Let A be the 3x3 secret matrix message.
$ \,A=\left[ \begin{array}{ccc} a_{11} & a_{12} & a_{13} \\ a_{21} & a_{22} & a_{23} \\ a_{31} & a_{32} & a_{33} \end{array} \right] \, $
Let B be the 3x3 matrix for the original message.
$ \,B=\left[ \begin{array}{ccc} b_{11} & b_{12} & b_{13} \\ b_{21} & b_{22} & b_{23} \\ b_{31} & b_{32} & b_{33} \end{array} \right] \, $
Correspondingly, let C be the crypted message
From the poblem: $ \,C = B * A\, $
So $ \,C*A^{-1} = B * A * A^{-1} = B\, $, i.e. $ \,B = C*A^{-1} $
Thus Bob can decrypt the message by finding the inverse of the secret matrix.
Can Eve decrypt the message without finding the inverse of the secret matrix?
if we write B as $ \,A=\left[ \begin{array}{ccc} A_{1} \\ A_{2} \\ A_{3} \end{array} \right] \, $ (write in conbimation of column vector)
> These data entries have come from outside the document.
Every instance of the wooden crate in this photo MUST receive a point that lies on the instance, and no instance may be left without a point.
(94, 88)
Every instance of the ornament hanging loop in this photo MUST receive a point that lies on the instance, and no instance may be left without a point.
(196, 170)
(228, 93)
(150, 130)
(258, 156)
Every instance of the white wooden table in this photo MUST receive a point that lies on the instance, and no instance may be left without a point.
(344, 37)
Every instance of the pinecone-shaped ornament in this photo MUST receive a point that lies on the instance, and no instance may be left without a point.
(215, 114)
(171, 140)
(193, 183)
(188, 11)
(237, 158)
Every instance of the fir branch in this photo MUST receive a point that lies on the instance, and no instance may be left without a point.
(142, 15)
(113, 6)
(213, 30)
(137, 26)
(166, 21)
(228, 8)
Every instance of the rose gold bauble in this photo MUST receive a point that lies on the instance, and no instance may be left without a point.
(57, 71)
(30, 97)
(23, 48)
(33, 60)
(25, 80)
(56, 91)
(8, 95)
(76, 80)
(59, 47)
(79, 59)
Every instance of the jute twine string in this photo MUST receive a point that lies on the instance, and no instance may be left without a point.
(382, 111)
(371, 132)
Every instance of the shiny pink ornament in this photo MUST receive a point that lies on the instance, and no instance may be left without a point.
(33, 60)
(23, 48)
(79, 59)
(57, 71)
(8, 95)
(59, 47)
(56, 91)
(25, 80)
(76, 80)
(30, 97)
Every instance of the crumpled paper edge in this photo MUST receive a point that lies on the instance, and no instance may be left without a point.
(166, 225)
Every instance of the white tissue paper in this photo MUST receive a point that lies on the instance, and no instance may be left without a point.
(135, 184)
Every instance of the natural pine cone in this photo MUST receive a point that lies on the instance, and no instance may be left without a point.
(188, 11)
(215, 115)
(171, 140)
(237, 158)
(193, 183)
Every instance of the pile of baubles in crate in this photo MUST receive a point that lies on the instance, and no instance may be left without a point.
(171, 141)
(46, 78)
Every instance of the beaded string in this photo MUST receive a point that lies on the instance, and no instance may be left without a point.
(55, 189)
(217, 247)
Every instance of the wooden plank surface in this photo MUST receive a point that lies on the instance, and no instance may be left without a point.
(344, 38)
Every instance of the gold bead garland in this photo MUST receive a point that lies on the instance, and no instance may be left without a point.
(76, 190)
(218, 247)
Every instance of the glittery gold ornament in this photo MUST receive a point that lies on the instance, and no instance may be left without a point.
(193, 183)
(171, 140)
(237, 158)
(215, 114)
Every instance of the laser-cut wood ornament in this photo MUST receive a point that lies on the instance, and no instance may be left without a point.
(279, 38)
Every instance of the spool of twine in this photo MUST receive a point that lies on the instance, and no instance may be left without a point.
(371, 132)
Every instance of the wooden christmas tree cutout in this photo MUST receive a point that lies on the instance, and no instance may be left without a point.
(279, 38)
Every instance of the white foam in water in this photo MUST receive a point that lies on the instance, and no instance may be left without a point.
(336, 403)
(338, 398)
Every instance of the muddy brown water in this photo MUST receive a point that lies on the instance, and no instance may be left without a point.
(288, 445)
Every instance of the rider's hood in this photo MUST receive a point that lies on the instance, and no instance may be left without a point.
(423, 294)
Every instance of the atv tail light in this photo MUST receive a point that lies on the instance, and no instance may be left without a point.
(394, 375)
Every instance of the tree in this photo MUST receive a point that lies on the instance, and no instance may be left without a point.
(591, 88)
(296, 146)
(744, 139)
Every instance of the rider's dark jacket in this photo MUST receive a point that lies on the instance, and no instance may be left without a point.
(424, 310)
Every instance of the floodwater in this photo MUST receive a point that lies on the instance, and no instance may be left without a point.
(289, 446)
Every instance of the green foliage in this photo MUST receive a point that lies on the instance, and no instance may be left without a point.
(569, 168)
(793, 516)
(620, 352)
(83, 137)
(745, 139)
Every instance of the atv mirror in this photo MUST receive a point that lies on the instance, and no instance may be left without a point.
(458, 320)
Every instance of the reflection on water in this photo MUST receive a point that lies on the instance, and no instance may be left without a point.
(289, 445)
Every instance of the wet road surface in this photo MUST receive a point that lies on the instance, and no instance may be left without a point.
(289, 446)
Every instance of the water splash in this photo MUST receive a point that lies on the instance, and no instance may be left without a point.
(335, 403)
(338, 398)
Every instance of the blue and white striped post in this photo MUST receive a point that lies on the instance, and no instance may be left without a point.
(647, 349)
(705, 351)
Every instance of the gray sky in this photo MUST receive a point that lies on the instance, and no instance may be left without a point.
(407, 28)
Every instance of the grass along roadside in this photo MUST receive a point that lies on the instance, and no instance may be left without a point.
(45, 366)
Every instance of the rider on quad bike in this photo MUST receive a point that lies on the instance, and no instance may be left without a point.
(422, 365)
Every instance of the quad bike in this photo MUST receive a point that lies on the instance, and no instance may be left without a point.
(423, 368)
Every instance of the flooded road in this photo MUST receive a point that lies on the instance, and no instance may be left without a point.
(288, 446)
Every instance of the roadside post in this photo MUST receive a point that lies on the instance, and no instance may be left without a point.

Similarly, we write C as $ \,C=\left[ \begin{array}{ccc} C_{1} & C_{2} & C_{3} \end{array} \right] \, $
Thus,based on the multiplication of Matrix,we can have: $ \,C_1 = B*A\, $, same for $ \,C_2\, $ and $ \,C_3\, $
which means
$ \,C_1 = B*A_1 = B_1*A_1+B_2*A_2+B_3*A_3\, $
$ \,C_2 = B*A = B_1*A_1+B_2*A_2+B_3*A_3\, $
$ \,C_3 = B*A = B_1*A_1+B_2*A_2+B_3*A_3\, $
if we multiply $ B_1 $ by n,$ B_2 $ by p,$ B_3 $ by q, we have:
$ \,C_1new = B*A_1 = n*B_1*a_11+p*B_2*a_21+q*B_3*a_31\, $
$ \,C_2new = B*A_2 = n*B_1*a_21+p*B_2*a_22+q*B_3*a_23\, $
$ \,C_3new = B*A_3 = n*B_1*a_31+p*B_2*a_32+q*B_3*a_33\, $
and the reverse is also true
What is the Decrypted Message?
The given encrypted message is
$ \,e=(2,23,3)\, $
This can be rewritten as a linear combination of the given system result vectors
$ \,e=ae_1+be_2+ce_3\, $
$ \,e=(2,23,3)=1\cdot (2,0,0)+23\cdot (0,1,0)+1\cdot (0,0,3)\, $
Because the system s linear, we can write the input as
$ \,m=am_1+bm_2+cm_3\, $
$ \,m=1\cdot (1,0,4)+23\cdot (0,1,0)+1\cdot (1,0,1)=(2,23,5)\, $
Therefore, the unencrypted message is "BWE".